Thursday, October 8, 2009

In Loving Memory


My Chiquita died on Tuesday, Oct. 6. Maybe it's silly, but I am broken hearted to the extreme. She was fine Monday, and then Tuesday morning, Abel wakes me up to tell me she can't breath. I go to her, and we decide to take her to the vet. But I pick her up and she dies in my arms. Almost as if she is suffocating to death. She can't stop gasping and opening her mouth trying to suck in air, and nothing. I hate that. I hate that those are my last memories of her. I hate that I hadn't spoiled her more and loved on her more. Sure she was smelly and mean to the boys, but she still needed love. Up until I had then, she was the most spoiled thing alive. Slept with me, ran in the backyard, sunbathed, etc. Before us, she had been abused and neglected. I taught her how to play. She attacked everyone, yet never once bit me, not matter what I did. But then I had the boys and she had to be kept away from them because she didn't like them. She had been abused, she had an excuse. But then thats it, I was too busy to play, too busy to love on her, too busy period.
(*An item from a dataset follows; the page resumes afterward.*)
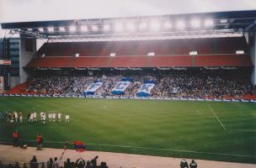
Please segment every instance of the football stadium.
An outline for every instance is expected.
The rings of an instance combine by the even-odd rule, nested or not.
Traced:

I had her for 10 years...from ages 15-25. And it wasn't enough. She was the one who licked away my tears from my first heartbreak and many others later. She was the one who nuzzled me when I was scared and upset because I made stupid mistakes and was in big trouble. She loved unconditionally and genuinely and yet, she was just a dog. But you know what? That little dog that had been abused her first 4 years of love was the best example of God's unconditional love. And me, the human who became to busy to show love is the best example of us humans being too busy for God. So too my Chiquita, I love you and I'm sorry. And too my loving Father, thank you fall all your love that you've given and shown through different people, animals, etc. I will never be too busy for you again, and if I do become to busy, I ask you to show me so I can repent.

Saturday, October 3, 2009

On a Stand


So I went to an amazing women's conference called Chosen, which, in case you didn't notice, is the inspiration for my blog. :) God knew I needed to be there, well duh He knows everything. But I guess I was just feeling so lost. Lots of stress in my kids ministry and still feeling like God wants me elsewhere...but where? So like a flashlight whose batteries are going out, I got a good charge last weekend. He's calling me elsewhere, to Shine in a dark world, but I still had no clue where to start. But then it hit me. I keep waiting for this divine revelation to come, and it came, but not in a way I expected. I had this vision and I totally pictured it like a painting so thats how I will describe it. It's a night time scene, dark night but when the sky has a little purple in it. No moon though. And hundreds of people standing in the distance but they look black from the night sky. And then walking into the scene is a person, but there is a light shining out of this person. Bright and bursting out. Behind this are more people with that same light, walking forward, toward/into the dark, bringing light to the dark. And I realized that here I am waiting and waiting for this revelation, and not acting on what I know. And what I know is this world is dark, the deep darkness has taken over (Isaiah 60:1). And God called me to be a light, not just me, but all of us. To light up the dark world, bringing out the God colors. Shining brightly for all to see. Shining brightly to wipe out the darkness. Shining brightly for Him. Matthew 5:15 says, "You're here to be light, bringing out the God-colors in the world. God is not a secret to be kept. We're going public with this, as public as a city on a hill. If I make you light-bearers, you don't think I'm going to hide you under a bucket, do you? I'm putting you on a light stand. Now that I've put you there on a hilltop, on a light stand—shine!" I feel so many of us are struggling with this, especially women. Always put on the back burner, or under a bucket I should say. But I encourage you to step out and shine. Don't wait. The world needs you now. He wants to use you now and will use you. And so this is my mission, to go out into the dark world, and bring others with me.